Economic Development
Improvements in people's living standards and quality of life.
Emerging Economies
Fast-growing countries that are not yet fully developed.
Exchange Rate
The value of one currency compared to another.
Financial Account
Tracks foreign investments and currency reserves.
Financial Markets
Where people trade money-related assets like stocks and bonds.
Fiscal Deficit
When the government spends more than it earns in a year.
Fixed Exchange Rate
When a country's currency value is set and does not fluctuate freely.
Foreign Direct Investment (FDI)
When businesses invest in companies in another country.
Free Trade
Trade without restrictions like tariffs or quotas.
Free Trade Agreements
Deals between countries to lower or remove trade barriers.
Gini Coefficient
A number that shows how unequal income distribution is in a country.
Globalisation
The world becoming more connected through trade, technology, and finance.
Harrod-Domar Model
A theory that says economic growth depends on savings and investments.
Human Capital
The value of skills, experience, and education people bring to the economy.
Human Development Index (HDI)
Measures a country's development based on income, health, and education.
Infrastructure
Physical systems like roads, railways, and power grids that help the economy run.
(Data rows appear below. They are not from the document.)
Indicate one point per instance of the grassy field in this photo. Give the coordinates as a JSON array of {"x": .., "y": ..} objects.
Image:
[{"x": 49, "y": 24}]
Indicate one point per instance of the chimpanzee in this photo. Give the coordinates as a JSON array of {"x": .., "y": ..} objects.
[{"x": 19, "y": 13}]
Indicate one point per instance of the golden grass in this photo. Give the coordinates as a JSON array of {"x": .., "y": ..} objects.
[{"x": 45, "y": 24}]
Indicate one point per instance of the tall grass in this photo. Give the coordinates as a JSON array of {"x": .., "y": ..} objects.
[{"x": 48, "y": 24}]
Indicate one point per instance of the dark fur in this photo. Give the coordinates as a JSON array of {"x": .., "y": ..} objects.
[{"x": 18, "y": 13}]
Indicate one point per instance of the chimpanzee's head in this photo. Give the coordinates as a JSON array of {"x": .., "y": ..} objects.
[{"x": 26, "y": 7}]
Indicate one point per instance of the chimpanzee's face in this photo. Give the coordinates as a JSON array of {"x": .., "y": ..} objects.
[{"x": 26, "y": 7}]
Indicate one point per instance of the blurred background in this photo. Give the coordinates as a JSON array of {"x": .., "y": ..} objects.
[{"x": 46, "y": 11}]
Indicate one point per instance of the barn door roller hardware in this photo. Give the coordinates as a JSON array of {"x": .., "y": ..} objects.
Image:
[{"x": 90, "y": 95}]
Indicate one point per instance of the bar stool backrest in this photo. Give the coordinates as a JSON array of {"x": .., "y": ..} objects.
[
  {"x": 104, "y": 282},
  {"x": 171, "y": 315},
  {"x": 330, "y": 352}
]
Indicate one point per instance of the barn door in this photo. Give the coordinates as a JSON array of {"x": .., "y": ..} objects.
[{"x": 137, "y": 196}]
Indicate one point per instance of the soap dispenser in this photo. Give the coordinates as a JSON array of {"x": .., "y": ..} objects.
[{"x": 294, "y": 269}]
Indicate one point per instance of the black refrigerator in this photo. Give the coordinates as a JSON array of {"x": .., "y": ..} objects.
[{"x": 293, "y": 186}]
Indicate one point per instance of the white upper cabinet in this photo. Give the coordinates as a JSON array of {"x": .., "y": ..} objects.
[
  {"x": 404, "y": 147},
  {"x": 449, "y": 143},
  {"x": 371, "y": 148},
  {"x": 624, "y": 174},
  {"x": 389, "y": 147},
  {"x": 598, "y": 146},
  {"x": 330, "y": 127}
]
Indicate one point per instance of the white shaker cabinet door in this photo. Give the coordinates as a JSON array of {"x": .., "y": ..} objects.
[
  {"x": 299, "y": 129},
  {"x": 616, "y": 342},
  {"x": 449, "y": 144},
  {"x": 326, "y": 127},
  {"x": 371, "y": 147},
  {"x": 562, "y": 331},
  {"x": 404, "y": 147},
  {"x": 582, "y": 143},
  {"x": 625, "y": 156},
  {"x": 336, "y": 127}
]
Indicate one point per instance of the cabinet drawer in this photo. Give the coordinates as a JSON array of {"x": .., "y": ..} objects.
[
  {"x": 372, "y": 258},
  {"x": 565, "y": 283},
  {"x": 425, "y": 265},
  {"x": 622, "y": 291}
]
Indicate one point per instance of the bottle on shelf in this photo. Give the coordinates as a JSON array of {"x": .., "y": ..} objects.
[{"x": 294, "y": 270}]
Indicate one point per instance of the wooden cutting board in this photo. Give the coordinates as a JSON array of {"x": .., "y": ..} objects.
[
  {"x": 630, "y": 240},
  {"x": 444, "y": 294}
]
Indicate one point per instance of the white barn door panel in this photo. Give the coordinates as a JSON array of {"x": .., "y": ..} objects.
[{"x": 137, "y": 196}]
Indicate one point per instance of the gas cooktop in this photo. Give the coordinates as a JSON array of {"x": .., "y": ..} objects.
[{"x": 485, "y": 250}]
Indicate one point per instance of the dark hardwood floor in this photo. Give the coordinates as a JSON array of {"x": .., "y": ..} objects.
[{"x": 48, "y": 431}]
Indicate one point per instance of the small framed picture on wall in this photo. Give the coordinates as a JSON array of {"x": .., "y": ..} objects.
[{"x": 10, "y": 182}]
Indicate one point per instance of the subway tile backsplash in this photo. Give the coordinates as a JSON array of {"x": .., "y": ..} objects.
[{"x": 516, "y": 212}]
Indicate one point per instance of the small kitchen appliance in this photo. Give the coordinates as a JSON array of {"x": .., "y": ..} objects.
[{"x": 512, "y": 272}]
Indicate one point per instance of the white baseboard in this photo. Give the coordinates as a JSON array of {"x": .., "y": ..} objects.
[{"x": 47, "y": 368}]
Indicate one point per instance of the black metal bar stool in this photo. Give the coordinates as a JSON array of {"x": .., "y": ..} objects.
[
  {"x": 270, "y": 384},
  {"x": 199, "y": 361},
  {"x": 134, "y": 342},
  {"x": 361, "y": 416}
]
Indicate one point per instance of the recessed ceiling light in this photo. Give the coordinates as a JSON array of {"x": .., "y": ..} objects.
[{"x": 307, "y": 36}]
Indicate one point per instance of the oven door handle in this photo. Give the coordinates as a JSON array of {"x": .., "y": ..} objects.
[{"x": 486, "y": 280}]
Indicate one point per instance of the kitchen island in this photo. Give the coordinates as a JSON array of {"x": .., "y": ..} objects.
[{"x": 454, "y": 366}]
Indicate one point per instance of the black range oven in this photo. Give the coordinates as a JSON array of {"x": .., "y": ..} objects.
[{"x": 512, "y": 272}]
International Competitiveness
How well a country's products compete in global markets.
J-Curve
When a country's trade balance gets worse before improving after a currency depreciation.
Laffer Curve
A theory that suggests raising taxes too much can reduce government revenue.
Lewis Model
A theory that says developing countries grow by shifting workers from farming to industry.
Lorenz Curve
A graph showing how income is distributed in a country.
Market Bubbles
When asset prices rise way above their actual value, leading to crashes.
Market Rigging
When companies or traders manipulate prices unfairly.
Microfinance Schemes
Small loans given to low-income people to help them start businesses.
Managed Floating Exchange Rate
When a currency's value is mostly determined by market forces, but the central bank steps in if needed.
Monetary Unions
When two or more countries share the same currency (e.g., the Eurozone).
Moral Hazard
When people take bigger risks because they don't face the full consequences (like banks taking risky bets knowing they might get bailed out).
National Debt
The total amount of money a government owes.
Primary Product Dependency
When a country relies too much on raw materials (like oil or crops) rather than finished products.
Progressive Taxation
Higher earners pay a bigger percentage of their income in taxes.
Proportional Taxation
Everyone pays the same percentage of their income in taxes.
Protectionism
When governments use tariffs, quotas, or bans to limit imports and protect local industries.
Quota
A limit on how much of a good can be imported.
Regressive Taxation
When lower-income earners pay a higher percentage of their income in taxes.
Relative Poverty
When someone earns significantly less than the average person in their country.
Revaluation
When a country raises the value of its currency in a fixed exchange rate system.
Speculation
Buying financial assets hoping to sell them later for a profit.
Structural Deficit
The government's deficit even when the economy is running well.
Tariffs
Taxes on imported goods to make them more expensive.
Terms of Trade
A measure of how much exports can buy in relation to imports.
Trade Liberalisation
Removing barriers to trade, like tariffs and quotas.
Trading Bloc
A group of countries that remove trade barriers among themselves.
Transfer Payments
Government payments like welfare or pensions that don't buy goods or services.
Transfer Pricing
When companies adjust prices between their own divisions to lower taxes.
Unit Labour Costs
The cost of paying workers to produce each unit of a good.